Publicado em 16 Jul. 2024 às 23:55, por Pedro Sesinando, em Opinião, Notícias de cinema (Temas: O Espírito da Colmeia)
A primeira longa-metragem do italiano Alain Parroni parte de uma estética ligada aos indies norte-americanos para acompanhar três jovens presos no vazio de um verão em Roma.
Na viragem do século presente, o cinema independente norte-americano ficou marcado por alguns nomes que se dedicaram ao retrato geracional do seu tempo, particularmente a partir do tédio enquanto objeto de estudo, ou de uma espécie de ideia de "tempo suspenso", no qual os jovens viviam à margem da presença dos adultos e das convenções mundanas.
Talvez o nome mais óbvio seja o de Harmony Khorine, cuja presença, pensando em "Gummo", ou no mais recente "Springbreakers", sentimos por toda a parte em "Um Domingo Interminável", a primeira longe metragem do italiano Alain Parroni.
É a partir desta estética indie que Parroni parte, enxertando-a num universo que lhe é mais familiar, o da Roma suburbana, conciliando os elementos da história clássica de coming-of-age com os de um road movie estático, por paradoxal que pareça.

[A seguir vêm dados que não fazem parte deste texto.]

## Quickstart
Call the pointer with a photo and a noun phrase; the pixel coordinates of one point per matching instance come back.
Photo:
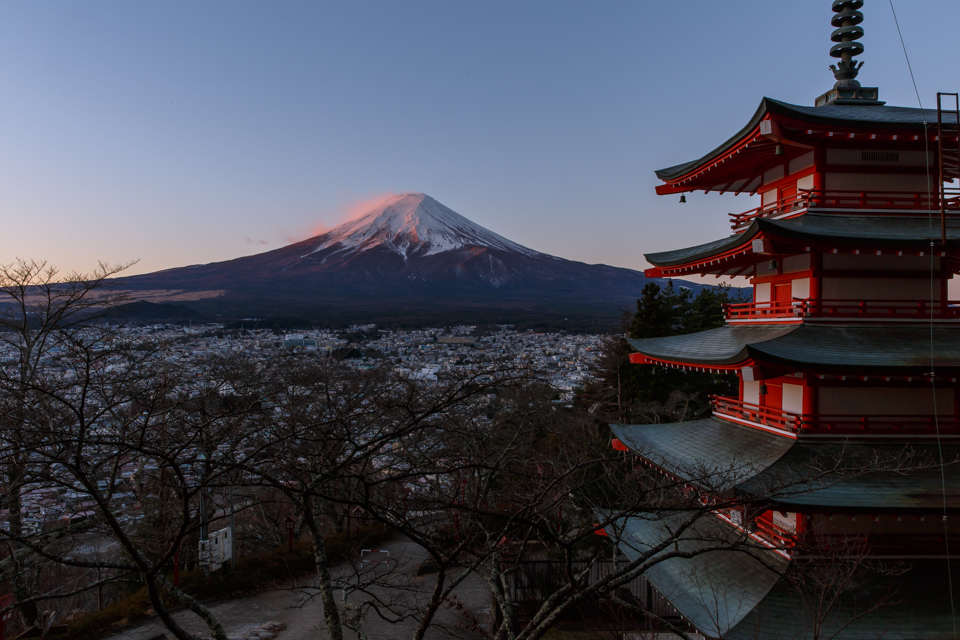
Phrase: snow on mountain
(412, 224)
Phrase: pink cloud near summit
(353, 210)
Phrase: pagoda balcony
(798, 309)
(877, 202)
(822, 424)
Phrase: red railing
(898, 202)
(835, 424)
(855, 309)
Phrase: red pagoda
(848, 354)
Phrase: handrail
(833, 423)
(899, 201)
(864, 309)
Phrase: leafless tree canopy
(484, 471)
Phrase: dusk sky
(178, 133)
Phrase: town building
(848, 359)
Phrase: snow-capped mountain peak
(412, 223)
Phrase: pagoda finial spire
(847, 30)
(847, 19)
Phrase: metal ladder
(948, 155)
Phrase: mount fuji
(408, 257)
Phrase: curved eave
(717, 455)
(679, 178)
(734, 255)
(838, 350)
(743, 591)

O filme acompanha Brenda, Alex e Kevin, três jovens com menos de 20 anos que habitam na indolência do último estertor da adolescência. Os três formam uma tribo que vive num estado de fim de semana permanente - não necessariamente um domingo –, numa perpétua tentativa de pensar formas de matar o tempo.
Embora disruptivos de uma certa ordem pública convencional, não são violentos, ou particularmente desagradáveis. São miúdos presos na quietude do verão, a experimentar a audácia pela última vez, deambulando entre a Roma eterna e os seus desoladores arredores, enquanto sentem que o ar dos tempos, para eles, está a mudar.
Sobre o seu passado, ou que os juntou na condição de nómadas, não sabemos nada. Na verdade, esta renúncia ao explicativo acaba por ser a maior qualidade do filme e ajuda Parroni a evitar clichés e determinismos para chegar à tarefa de entender o pedaço de geração que está a tentar retratar. Para tal, Parroni socorre-se de outros artifícios, envolvendo o filme num constante histrionismo de luz e movimento, que tem o mérito de não tornar o filme demasiado confortável e colocar-nos no mesmo nível de urgência em que os três amigos vivem.
Esta urgência como resposta ao tédio e ao vazio é a força motriz que carrega boa parte do filme, tornando-se óbvio que o limbo narrativo e visual em que caiu não se consegue sustentar mais.
Por fim, Parroni acaba por ceder às normas e encaminha o filme para um final algo precipitado e, acima de tudo, pouco consistente face aos primeiros actos que, dentro do caos, conferiam ao filme alguma solidez.
Na realidade, o acto final de "Um Domingo Interminável" atraiçoa o que o jovem cineasta romano vinha fazendo até aí de mais interessante, gerindo pessoas reais à volta de um tempo inerte, o que lhe permitiu uma tentativa de reconstrução da linguagem e, implicitamente, uma aproximação à estética realista, que vem da necessidade de abordar uma geração instada a reconstruir as suas próprias formas de comunicação para acomodar o excesso de estímulos a que está sujeita e em cuja ambiguidade cresceu.
Este cuidado de Parroni, em particular ao entregar o discurso direto às personagens, permite que o filme seja algo mais que mais um olhar sobre o tédio. A ideia não chega para salvar "Um Domingo Interminável", mas não deixa de ser reconfortante o suficiente para pensar que Alain Parroni pode ser muito mais que esta primeira obra.
"Um Domingo Interminável" estreia a 18 de julho nos cinemas portugueses.